Comi uma queijadinha e bebi um copo de leite e vim para a cama, até sabe melhor dormir assim.
Boa noite, beijos!

quinta-feira, 17 de outubro de 2013

DREAM

Boa noite!
Mais um dia, mais um post. Estava agora a dizer à Anna que às vezes me canso de fazer isto, mas sei que no futuro vou ficar contente por tê-lo feito e é óptimo porque me faz continuar a escrever imenso em português e recordar o dia, no que fiz de bem ou de mal. No que quero mudar.
Isto é muito importante numa experiência destas. No campo de chegada, na cerimónia de abertura, algum dos representantes da AFS discursou para nós. E disse que isto era uma experiência de vida única para nós. Que, pela primeira vez, íamos para um sítio onde mesmo ninguém nos conhecia. Que tínhamos uma oportunidade de pensar em quem queremos ser e sê-lo. O blog ajuda-me a fazer isso todos os dias e por isso aconselho a toda a gente que esteja indecisa sobre fazer ou não para o fazer de uma vez por todas. Francisco Franco, já ouvi falar da tua vontade de fazer um blog mas ainda não vi nada, mãos à obra! Bart, eu sei que estás a ler isto, mexe-te!

Entretanto aqui em Itália redescobri três enormes paixões: bacalhau, coca-cola e chocolate. O bacalhau que é das poucas coisas que tenho saudades de Portugal, e a coca-cola e o chocolate que são a minha gasolina para todos os dias. É verdade, eu vou sair daqui obesa e não vai ser graças à pizza (tenho também saudades da pizza da D. Manuel, são melhores do que as que tenho comido, e não estou a gozar). E curiosamente são duas coisas de que nunca gostei muito (cola e chocolate).
E com isto vem uma má notícia que me contaram ontem. Pois é, se continuarmos a consumir chocolate como fazemos agora, daqui a 7/8 anos não vai haver mais chocolate, por falta de cacau. Eu sei que a mensagem que se deve tirar daqui é para reduzir o consumo de cacau agora, para garantirmos para o futuro, mas a nossa interpretação (Agustin, Cille e eu) foi exatamente esta: "aproveita e come todo o chocolate que conseguires enquanto houver!".

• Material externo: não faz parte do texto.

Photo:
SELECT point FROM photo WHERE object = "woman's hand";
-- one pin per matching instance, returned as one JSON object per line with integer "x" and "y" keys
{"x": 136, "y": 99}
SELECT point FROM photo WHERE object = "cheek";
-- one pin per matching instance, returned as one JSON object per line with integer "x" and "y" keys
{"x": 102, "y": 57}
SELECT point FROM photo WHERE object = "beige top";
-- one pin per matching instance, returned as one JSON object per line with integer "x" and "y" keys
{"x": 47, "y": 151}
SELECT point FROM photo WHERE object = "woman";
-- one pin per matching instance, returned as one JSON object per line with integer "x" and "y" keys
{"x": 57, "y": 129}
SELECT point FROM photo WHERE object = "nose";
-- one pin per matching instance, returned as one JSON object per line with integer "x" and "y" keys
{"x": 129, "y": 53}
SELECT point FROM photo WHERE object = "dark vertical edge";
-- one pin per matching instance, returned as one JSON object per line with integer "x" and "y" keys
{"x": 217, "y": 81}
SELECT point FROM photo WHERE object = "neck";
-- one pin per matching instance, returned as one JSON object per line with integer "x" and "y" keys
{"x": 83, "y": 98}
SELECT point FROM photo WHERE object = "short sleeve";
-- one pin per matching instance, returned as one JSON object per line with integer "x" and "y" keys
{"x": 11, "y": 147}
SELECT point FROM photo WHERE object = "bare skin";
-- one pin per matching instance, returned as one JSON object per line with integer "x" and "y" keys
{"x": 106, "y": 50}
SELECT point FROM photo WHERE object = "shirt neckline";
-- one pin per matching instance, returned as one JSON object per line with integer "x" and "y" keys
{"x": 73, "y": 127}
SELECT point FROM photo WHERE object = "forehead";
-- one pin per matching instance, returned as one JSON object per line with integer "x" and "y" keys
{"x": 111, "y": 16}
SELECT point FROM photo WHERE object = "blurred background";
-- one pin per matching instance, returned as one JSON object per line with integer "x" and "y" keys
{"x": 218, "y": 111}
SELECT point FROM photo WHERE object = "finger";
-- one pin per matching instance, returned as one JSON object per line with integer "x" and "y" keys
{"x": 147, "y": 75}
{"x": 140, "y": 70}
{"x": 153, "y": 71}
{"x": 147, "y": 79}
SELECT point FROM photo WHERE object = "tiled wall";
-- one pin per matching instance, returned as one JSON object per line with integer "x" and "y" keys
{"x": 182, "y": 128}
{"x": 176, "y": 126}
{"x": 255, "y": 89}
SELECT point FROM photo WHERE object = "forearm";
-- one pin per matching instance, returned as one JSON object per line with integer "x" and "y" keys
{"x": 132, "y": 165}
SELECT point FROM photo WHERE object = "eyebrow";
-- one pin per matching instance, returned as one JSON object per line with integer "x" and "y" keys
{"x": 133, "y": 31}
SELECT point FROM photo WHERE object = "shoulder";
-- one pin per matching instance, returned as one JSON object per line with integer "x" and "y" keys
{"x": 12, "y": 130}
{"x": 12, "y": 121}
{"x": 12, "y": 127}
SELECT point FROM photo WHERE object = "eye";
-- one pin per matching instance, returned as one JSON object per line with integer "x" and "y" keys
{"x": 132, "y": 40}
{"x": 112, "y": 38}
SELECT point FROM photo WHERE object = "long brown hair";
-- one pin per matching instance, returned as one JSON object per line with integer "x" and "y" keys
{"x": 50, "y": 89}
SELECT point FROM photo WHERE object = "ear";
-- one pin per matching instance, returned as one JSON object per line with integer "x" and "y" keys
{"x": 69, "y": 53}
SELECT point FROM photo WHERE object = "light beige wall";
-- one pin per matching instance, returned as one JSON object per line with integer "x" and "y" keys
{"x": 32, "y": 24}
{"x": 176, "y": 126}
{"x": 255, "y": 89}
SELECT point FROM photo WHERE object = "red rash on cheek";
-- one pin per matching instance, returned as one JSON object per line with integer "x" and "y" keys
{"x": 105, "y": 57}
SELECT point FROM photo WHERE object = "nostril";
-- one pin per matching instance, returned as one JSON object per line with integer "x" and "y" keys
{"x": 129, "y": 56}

Hoje a minha primeira aula foi matemática, em que estivemos a estudar mais logaritmos. Para além disso, recebi o meu teste. Apesar de não ter nota, eu fiz as contas e acho que pontos garantidos tive 15, em 68. Isto é, um 2,20 em nota italiana. Um 4,4 em notas portuguesas. Pois é, senti-me um génio. E ver a correção ainda foi mais giro. "1 A) Si B) Errore C) ERRORE GRAVE D) Incompleta".

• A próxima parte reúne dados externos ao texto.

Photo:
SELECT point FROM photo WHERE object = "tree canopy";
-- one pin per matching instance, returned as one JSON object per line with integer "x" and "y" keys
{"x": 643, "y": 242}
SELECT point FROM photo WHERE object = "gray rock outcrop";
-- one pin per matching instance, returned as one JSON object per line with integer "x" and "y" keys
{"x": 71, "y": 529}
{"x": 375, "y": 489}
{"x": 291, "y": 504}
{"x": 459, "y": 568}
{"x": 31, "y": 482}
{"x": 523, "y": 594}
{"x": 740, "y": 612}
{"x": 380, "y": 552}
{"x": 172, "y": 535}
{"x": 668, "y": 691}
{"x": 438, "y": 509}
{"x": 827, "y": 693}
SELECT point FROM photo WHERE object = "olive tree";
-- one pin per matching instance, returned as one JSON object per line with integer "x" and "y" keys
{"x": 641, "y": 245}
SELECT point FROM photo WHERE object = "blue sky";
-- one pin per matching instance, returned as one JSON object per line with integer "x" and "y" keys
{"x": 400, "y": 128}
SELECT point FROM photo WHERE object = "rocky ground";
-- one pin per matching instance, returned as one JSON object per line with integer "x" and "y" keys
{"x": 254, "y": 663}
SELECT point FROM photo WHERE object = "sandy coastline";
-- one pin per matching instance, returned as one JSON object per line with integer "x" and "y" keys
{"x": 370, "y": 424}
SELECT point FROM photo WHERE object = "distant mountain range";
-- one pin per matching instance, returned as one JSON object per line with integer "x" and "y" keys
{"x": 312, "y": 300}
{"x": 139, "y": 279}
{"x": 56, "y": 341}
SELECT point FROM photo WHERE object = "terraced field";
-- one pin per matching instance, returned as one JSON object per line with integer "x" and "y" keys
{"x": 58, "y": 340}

Depois vieram mais duas horas de Italiano, salve-se quem puder. No primeiro tempo foi interrogação oral. A maior parte da turma justificou-se então restaram três que foram para a secretária do professor para fazer a avaliação. Uns cinco alunos mudaram as mesas para perto para conseguir ouvir a avaliação e outros poucos ficaram no lugar, tal como eu.
Bem, uma aula com três alunos ao lado do professor numa conversa contínua? Já devem imaginar a minha resposta a isso, pelo menos o Marco adivinhou: quando olhei para o telemóvel tinha uma mensagem dele a dizer "Buona notte mia cara". Ele não podia estar mais certo, foi exatamente isso que fiz a hora inteira.
Na segunda hora estivemos a estudar alguns escritores, dos quais Miguel de Cervantes e Goldoni. O último provocou muito riso na turma, porque ninguém conheci tal escritor e associou o nome à minha família italiana.

A seguir veio o intervalo, que passei com a Niccole. Estivemos a falar e fomos comprar comida nas máquinas.
As aulas seguintes foram dois tempos de Filosofia/História e a única coisa que ouvi a aula toda foi "Será o inventor da bomba nuclear responsável pelos danos causados por ela?", que já tinha discutido em Portugal.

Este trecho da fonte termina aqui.